Date: Mon, 29 Jun 1998 22:26:43 -0500
From: Mike Salovesh
Subject: Re: monkey-wrench

Yongwei Gao wrote:
>
> Dear all,
>
> Have you ever seen the following two words:
> 1. monkey-wrench It s a mushrooming p.r. cloud that threatens to
> damage Microsoft both explicitly (if Justice decides to monkey-wrench
> Gates Windows 98 plans) and implicitly, by hampering his ability to
> influence future legislation on such crucial Infobahn issues as
> copyright protection and encryption. (97/11/24 Time p78) The word
> should mean "to destroy, to sabotage", but does it have any bearing to
> "monkey-wrencher' used in environmental contexts?

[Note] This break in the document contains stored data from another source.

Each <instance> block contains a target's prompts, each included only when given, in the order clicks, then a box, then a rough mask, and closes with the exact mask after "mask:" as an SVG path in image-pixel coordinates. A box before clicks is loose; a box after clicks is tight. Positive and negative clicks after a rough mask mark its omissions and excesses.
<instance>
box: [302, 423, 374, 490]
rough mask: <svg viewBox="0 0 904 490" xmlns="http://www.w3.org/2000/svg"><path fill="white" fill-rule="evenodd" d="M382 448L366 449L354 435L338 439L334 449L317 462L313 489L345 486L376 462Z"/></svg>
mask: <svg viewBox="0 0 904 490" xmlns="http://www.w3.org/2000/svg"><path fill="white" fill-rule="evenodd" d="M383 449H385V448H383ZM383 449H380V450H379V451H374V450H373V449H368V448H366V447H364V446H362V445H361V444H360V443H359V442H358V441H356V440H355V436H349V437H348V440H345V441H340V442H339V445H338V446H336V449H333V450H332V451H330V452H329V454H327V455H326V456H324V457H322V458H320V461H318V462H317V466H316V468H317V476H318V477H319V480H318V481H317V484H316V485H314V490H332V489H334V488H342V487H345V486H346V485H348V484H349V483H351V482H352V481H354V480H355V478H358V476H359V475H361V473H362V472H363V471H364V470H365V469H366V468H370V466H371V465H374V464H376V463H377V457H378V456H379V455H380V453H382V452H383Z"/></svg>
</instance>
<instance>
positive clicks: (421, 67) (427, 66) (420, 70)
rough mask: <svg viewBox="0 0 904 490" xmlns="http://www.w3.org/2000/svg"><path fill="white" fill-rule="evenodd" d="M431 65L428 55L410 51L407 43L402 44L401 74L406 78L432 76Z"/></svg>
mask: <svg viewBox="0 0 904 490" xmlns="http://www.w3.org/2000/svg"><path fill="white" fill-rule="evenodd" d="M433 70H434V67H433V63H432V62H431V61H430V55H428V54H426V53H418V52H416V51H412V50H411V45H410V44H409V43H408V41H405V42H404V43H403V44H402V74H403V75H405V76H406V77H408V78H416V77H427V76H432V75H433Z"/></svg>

A monkey wrench is a tool with and adjustable head. A single monkey
wrench can be used to turn different sizes of nus and bolts without a
need for changing wrenches.

The secondary meaning of "monkey wrench" is, indeed, "sabotage". It is
a shortened form of the phrase "throw a monkey wrench in the machinery".

British English calls the tool a "spanner", and the parallel British
phrase is "throw a spanner in the works".

The British phrase thus makes sense out why Beatle John Lennon chose "A
Spaniard in the works" as a book title.

-- mike salovesh
anthropology department
northern illinois university PEACE !!!